We knew that U.S. car and truck sales slipped 1.8% in January as automakers pulled back on bulk sales to rental, government and business fleets and concentrated on more profitable retail sales to individual consumers.
Fleet sales, particularly those to rental agencies, are skewed toward passenger cars, which are falling out of favor as consumers shift to sport utility vehicles and trucks. Nissan's Rogue SUV continued to be Nissan’s top seller as sales soared 45.5% in January. It’s important to notice that 62.6% of January U.S. sales were of SUVs and trucks, up from 58.2% a year ago. January sales fell 1.8 percent to 1.14 million vehicles, or a seasonally adjusted annualized rate of 17.61 million vehicles, down from 17.9 million vehicles a year earlier. Industry executives are optimistic that sales could hit another record in 2017, with a boost from pro-growth economic and regulatory policies expected from President Donald Trump. Many forecasters had earlier predicted a decline in U.S. vehicle sales this year. Even with U.S. consumer confidence falling in January, households remained upbeat about the labor market, suggesting the economy would continue to grow this year.

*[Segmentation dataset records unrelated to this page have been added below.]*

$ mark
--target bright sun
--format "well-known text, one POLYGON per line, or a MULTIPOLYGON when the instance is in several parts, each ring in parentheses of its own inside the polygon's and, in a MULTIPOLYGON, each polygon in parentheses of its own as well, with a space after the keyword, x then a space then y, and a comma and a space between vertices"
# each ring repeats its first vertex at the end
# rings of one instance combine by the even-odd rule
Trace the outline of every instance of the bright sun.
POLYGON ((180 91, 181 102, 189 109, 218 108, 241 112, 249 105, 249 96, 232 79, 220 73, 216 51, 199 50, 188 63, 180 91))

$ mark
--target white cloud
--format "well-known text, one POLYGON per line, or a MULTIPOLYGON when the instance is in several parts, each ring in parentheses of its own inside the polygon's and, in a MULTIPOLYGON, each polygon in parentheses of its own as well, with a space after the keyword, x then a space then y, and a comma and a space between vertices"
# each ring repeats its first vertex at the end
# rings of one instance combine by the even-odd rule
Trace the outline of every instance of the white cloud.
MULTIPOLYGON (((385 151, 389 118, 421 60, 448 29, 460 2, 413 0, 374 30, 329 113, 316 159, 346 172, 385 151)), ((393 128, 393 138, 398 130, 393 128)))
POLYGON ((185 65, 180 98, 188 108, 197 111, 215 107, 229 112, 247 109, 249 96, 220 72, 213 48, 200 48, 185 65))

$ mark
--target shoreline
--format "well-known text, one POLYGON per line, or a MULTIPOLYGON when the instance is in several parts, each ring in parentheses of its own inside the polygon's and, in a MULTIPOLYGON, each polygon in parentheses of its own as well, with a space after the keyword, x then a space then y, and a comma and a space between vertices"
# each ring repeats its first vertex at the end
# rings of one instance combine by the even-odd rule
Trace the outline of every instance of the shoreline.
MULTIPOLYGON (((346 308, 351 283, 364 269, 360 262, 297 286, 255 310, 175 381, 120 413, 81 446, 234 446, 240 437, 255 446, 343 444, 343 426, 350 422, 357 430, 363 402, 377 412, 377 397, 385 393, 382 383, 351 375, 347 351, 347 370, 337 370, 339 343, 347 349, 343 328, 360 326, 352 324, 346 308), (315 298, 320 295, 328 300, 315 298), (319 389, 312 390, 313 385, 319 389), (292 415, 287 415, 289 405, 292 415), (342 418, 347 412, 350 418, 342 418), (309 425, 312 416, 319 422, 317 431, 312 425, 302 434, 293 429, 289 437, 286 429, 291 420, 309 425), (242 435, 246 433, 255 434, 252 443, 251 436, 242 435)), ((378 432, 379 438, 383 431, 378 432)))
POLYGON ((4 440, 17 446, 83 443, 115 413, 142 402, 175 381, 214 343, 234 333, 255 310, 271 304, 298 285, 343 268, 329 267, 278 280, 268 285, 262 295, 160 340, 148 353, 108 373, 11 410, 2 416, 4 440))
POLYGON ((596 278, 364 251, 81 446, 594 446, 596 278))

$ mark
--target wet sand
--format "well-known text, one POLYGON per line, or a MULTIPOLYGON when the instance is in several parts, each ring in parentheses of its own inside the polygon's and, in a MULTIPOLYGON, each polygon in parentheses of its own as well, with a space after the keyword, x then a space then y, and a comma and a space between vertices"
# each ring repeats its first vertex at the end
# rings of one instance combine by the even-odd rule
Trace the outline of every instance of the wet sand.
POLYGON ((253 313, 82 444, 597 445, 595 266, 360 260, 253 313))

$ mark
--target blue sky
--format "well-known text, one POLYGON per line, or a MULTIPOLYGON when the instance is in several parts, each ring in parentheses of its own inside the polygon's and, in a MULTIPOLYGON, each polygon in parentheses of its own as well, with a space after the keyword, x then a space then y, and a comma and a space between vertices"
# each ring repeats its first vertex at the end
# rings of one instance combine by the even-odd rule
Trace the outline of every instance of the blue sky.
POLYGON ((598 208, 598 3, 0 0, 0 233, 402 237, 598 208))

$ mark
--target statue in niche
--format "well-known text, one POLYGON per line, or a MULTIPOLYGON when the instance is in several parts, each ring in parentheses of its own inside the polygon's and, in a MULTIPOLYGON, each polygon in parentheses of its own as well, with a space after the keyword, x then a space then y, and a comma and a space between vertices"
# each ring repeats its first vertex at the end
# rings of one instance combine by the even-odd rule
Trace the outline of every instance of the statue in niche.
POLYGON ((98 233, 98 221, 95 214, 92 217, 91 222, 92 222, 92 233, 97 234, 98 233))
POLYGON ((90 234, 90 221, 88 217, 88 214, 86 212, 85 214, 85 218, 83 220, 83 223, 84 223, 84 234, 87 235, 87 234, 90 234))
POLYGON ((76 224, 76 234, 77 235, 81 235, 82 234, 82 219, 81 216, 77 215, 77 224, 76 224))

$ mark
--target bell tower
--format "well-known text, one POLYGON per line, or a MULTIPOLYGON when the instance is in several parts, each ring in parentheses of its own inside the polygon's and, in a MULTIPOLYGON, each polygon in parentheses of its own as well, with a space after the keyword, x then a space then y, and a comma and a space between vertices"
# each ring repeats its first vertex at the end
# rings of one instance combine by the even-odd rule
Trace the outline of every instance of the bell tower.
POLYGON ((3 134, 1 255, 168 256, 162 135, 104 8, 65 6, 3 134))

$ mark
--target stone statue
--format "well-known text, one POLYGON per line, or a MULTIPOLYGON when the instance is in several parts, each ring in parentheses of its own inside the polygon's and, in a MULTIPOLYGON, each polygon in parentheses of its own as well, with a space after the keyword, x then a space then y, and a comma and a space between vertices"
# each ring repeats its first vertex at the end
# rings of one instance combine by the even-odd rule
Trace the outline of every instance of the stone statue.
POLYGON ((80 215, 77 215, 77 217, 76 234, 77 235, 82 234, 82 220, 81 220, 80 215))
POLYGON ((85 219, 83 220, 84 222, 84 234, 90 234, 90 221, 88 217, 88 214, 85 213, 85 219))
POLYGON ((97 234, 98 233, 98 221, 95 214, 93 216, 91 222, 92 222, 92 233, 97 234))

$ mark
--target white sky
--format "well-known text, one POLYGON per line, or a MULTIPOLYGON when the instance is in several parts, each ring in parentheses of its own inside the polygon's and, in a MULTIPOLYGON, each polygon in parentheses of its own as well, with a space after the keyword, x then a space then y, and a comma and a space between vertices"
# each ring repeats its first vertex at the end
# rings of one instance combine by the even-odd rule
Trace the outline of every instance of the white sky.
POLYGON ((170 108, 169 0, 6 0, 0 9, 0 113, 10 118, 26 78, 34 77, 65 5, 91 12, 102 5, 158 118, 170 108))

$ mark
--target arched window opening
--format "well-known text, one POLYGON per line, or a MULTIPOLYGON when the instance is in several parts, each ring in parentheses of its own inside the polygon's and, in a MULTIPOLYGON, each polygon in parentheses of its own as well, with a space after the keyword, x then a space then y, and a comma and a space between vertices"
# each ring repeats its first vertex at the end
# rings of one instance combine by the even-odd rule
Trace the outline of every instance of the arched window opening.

General Motors Co. posted a 3.8% decline in January sales from a year ago, while crosstown rival Ford Motor Co said overall sales slipped by 0.6%. Honda Motor Co Ltd and Nissan Motor Co Ltd both had sales gains of 6% in January, but Toyota Motor Corpreported a surprising drop of 11%. Fiat Chrysler Automobiles said January sales slid 11%, reflecting a cut in deliveries to fleets. Sales of its Jeep brand of sport utilities fell 7 %.